If $A,B$ are positive definite, then $\sum a_{ij}b_{ij}\geq 0$

Question

I wish to prove it without using Schur product theorem. Consider the case for $2\times 2$ matrices. I have to show $$a_{11}b_{11}+a_{12}b_{12}+a_{21}b_{21}+a_{22}b_{22}\geq 0$$ Since $B$ is positive definite I can write $b_{11}=b_1b_1$ and $b_{22}=b_2b_2$. Then I have $$a_{11}b_1b_1+a_{12}b_1b_2+a_{21}b_2b_1+a_{22}b_2b_2+a_{12}b_{12}+a_{21}b_{21}-a_{12}b_1b_2-a_{21}b_2b_1$$ and $$a_{11}b_1b_1+a_{12}b_1b_2+a_{21}b_2b_1+a_{22}b_2b_2\geq 0$$ But this doesn't seem to go anywhere. I also have $a_{11}+a_{22}\geq a_{12}+a_{21}$ but that doesn't help me either.
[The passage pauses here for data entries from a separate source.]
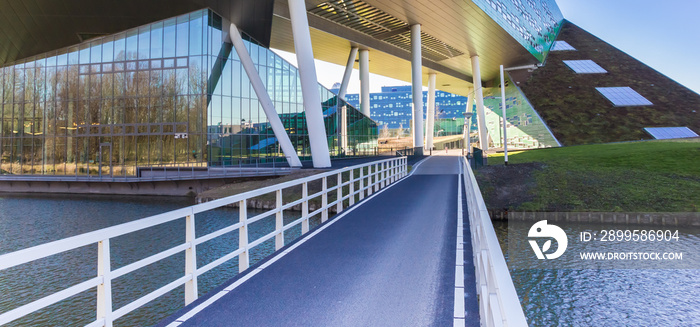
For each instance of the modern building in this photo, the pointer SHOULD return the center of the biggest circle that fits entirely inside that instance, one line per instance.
(392, 109)
(107, 88)
(171, 93)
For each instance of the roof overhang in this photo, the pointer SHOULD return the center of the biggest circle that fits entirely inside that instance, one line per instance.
(460, 27)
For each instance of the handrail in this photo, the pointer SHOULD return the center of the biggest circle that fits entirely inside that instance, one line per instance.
(379, 175)
(498, 301)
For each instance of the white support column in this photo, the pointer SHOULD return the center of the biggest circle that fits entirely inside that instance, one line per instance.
(429, 130)
(344, 128)
(264, 98)
(479, 95)
(348, 71)
(364, 82)
(309, 84)
(417, 87)
(469, 109)
(505, 121)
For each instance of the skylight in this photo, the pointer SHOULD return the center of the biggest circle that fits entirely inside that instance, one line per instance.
(562, 46)
(585, 67)
(623, 96)
(664, 133)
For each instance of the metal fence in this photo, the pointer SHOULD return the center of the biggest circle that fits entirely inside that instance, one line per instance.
(498, 301)
(360, 181)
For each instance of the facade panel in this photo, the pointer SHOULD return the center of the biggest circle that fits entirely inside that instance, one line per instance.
(535, 24)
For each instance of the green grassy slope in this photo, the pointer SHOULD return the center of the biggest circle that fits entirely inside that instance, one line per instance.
(578, 114)
(654, 176)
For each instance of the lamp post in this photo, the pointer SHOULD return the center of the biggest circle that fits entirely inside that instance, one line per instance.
(467, 138)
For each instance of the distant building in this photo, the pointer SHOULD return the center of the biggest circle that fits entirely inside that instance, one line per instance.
(393, 107)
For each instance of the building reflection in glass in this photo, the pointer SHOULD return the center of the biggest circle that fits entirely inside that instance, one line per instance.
(167, 94)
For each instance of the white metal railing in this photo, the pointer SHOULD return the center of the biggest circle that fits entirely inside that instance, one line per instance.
(498, 301)
(372, 177)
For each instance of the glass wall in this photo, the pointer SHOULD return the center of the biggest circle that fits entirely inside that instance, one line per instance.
(168, 94)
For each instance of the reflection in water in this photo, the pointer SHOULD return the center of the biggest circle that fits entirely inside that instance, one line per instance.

Any hint would be appreciated.

Answer 1

Use the formula $S=\sum a_{ij}b_{ij} = \mathrm{tr}(AB)$ to write $S=\mathrm{tr} (UDU' B) =\mathrm{tr} (D U'B U)$, where $D$ is diagonal and $U$ is orthogonal with $A=UDU'$. The diagonal entries of $D$ and of $U'BU$ are positive, so $S>0$.